According to a studio release, Bruckheimer’s movies have brought in a total of $12.5 billion in worldwide box office. That’s a pretty impressive haul for masterminding such shameless scams as “Armageddon,” “Pearl Harbor,” “Gone in 60 Seconds” and “Con Air.”

Who could argue with such a knack for gaudy cheap tricks? Certainly not the army of yes-men who green-lighted Bruckheimer’s “Kangaroo Jack,” 88 minutes of desperate gyrations intended to simulate humor.

And certainly not Jerry O’Connell and Anthony Anderson, two blandly unfunny young actors who have been hired to babysit the audience for the duration.
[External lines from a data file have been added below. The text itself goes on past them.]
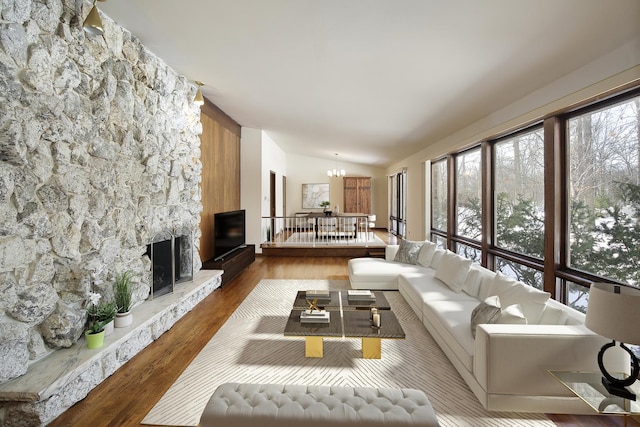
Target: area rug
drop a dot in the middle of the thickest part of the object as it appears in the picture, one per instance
(347, 239)
(250, 348)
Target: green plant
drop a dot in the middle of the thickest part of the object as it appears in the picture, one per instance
(122, 291)
(100, 313)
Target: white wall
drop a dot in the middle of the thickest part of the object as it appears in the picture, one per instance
(618, 68)
(259, 156)
(251, 182)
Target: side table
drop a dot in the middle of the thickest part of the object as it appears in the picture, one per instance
(588, 387)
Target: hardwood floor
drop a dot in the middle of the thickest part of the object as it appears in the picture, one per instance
(125, 398)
O’Connell and Anderson play longtime Brooklyn chums Charlie Carbone and Louis Fucci, respectively a career hairdresser and a street hustler whose nutty schemes are always getting them into trouble.

A prelude gives us some backstory on how Charlie earned the lifelong gratitude of Louis as a kid in 1982, but the script stops short of explaining how the African American Louis came upon his Italian American roots.
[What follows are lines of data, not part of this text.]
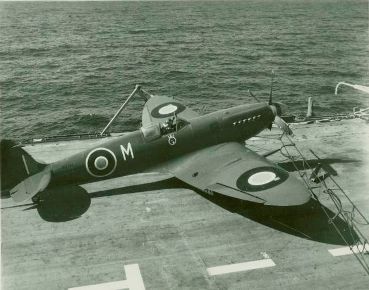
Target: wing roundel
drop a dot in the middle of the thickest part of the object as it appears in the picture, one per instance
(159, 108)
(232, 169)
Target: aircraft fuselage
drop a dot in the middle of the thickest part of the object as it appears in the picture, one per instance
(133, 152)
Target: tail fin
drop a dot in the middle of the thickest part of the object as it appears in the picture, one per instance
(16, 165)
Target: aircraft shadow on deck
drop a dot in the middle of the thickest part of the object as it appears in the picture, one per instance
(326, 162)
(307, 221)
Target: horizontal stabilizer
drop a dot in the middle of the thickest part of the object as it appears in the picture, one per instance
(31, 186)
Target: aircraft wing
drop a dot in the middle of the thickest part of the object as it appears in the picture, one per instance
(159, 108)
(232, 169)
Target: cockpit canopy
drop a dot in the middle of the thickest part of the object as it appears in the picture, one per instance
(169, 126)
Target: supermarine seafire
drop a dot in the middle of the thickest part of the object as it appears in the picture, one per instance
(204, 151)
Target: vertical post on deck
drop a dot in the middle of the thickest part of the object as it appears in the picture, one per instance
(137, 88)
(310, 108)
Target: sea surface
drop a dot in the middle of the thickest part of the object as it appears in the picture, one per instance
(65, 67)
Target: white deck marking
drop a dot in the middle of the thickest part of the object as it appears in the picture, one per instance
(25, 164)
(232, 268)
(347, 251)
(134, 281)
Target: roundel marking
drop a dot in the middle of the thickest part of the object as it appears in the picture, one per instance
(261, 178)
(101, 162)
(167, 109)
Instead we are vaulted forward to the present, when Louis’ latest bit of tomfoolery lands the pair in hot water with the neighborhood mob boss, Charlie’s stepfather, Sal. Beyond his crooked business dealings, the colorful Sal is also a linguist manqu, who confuses the words “plethora” and “anathema” when he gets his dander up.
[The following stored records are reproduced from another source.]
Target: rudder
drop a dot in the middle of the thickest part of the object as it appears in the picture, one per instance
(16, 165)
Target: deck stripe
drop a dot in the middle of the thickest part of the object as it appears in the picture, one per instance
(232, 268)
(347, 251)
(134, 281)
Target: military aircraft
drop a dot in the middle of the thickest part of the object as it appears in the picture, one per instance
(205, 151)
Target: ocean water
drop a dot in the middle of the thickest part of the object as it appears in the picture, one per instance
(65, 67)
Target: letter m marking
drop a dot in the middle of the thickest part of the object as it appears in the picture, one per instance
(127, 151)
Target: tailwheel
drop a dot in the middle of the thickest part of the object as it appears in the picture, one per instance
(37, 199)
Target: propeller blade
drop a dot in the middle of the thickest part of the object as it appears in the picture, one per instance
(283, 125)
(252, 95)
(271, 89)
It doesn’t get any better. To get the bungling duo far from harm’s way, Sal ships Charlie and Louis off to Australia to deliver $50,000 to a connection down under.

But the dough ends up on the person of a mean-spirited kangaroo, who first whacks Charlie with a martial-arts kick to the chin, then hightails it into the Outback with the cash. The chase is on.

As the two stars make like a wax museum Abbott and Costello, they go up against a series of typical Outback challenges in pursuit of their kangaroo: sandstorms, marauding ants, flatulent camels and a voluptuous park service worker from Milwaukee named Jessie (Estella Warren, pressed from the voluptuous blond mold).

After a hostile “meet-cute” first encounter, Jessie and Charlie take time out for a romantic “Blue Lagoon” -style dip beneath a waterfall, allowing us to catch our breath from the onslaught of hilarious high jinks.